Small is part of a rapidly growing campus trend. At his school, 1,425 students have signed pledges this year to abstain from alcohol, tobacco and illicit drugs in their dorm rooms; more than 300 others were turned down for lack of space. At Michigan State, 1,600 students have chosen substance-free habitats this year. At Holy Cross College in Worcester, Mass., some 180 students live on substance-free corridors in Loyola Hall, and 30 more are on waiting lists.

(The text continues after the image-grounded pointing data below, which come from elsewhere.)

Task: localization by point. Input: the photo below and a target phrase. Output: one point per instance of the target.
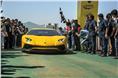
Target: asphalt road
(16, 64)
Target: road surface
(16, 64)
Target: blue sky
(44, 12)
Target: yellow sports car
(44, 39)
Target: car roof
(42, 29)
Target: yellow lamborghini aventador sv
(42, 39)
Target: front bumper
(28, 47)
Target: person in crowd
(101, 33)
(69, 33)
(92, 34)
(11, 29)
(114, 14)
(76, 31)
(86, 28)
(72, 36)
(110, 32)
(8, 38)
(61, 31)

The abstainers, while still a small proportion of the student body, are making noticeable inroads in campus life. (The minimum drinking age is now 21 in all 50 states, but enforcement of the law is often lax on college campuses-particularly in private rooms.) Some opt for substance-free housing for religious reasons; some are the children of alcoholics and some are trying to go straight themselves after overindulging in high school. Others have taken the health warnings about alcohol, drugs and tobacco to heart and prefer to live with others who feel the same way.
The programs vary from campus to campus. At the chemical-free “wellness house” recently opened at Boston University, students pledge not to drink or smoke in the brownstone, but they may indulge elsewhere–as long as they don’t come back drunk. Smoking is permitted at a small drug- and alcohol-free house at Tufts, originally begun for recovering alcoholics, on the ground that some found that smoking helped them stay off booze. Most of the programs aim at a wider audience-and offer social supports as well. Some Brandeis students have formed a group called TREND (Turning Recreational Excitement in New Directions), dedicated to a social life without alcohol or other drugs. The Center for Alcohol Education at Colorado State University helps abstainers plan school-funded parties with bars that feature “mocktails”; this fall the center showed movies like “The Rose” and “The Doors,” which portray the disastrous results of excess.

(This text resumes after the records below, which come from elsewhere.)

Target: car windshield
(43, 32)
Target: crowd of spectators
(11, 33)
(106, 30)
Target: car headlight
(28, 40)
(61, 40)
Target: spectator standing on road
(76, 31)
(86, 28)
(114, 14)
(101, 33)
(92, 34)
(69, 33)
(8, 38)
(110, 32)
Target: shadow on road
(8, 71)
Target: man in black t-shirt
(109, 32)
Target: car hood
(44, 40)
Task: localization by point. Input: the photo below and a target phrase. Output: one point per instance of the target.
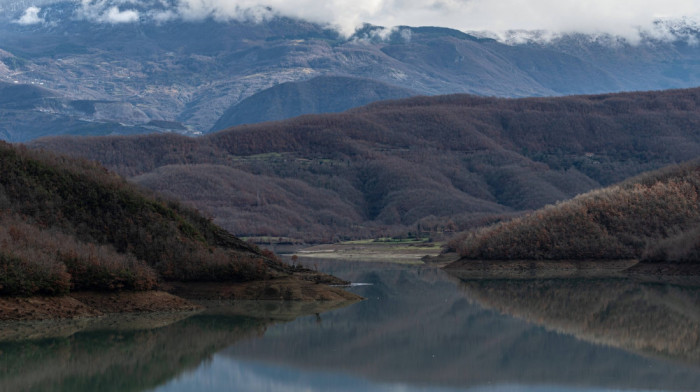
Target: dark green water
(419, 330)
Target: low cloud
(106, 11)
(30, 17)
(625, 18)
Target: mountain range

College officials insist that the choice to live substance-free must be the student’s own, and not imposed by an overzealous parent or anyone else. Because of high self-motivation, violators are rare, and the punishment is simple: exile. But the students are not required to live ascetic lives. In BU’s wellness house, for example, while some residents take transcendental-meditation workshops and eat health food, plenty of others can stay up all night drinking coffee and crunching Doritos. And in Cedric Small’s dorm at U. Michigan, raucous music booms from stereos. But all in all, he says, “This is a nice little civilized group.”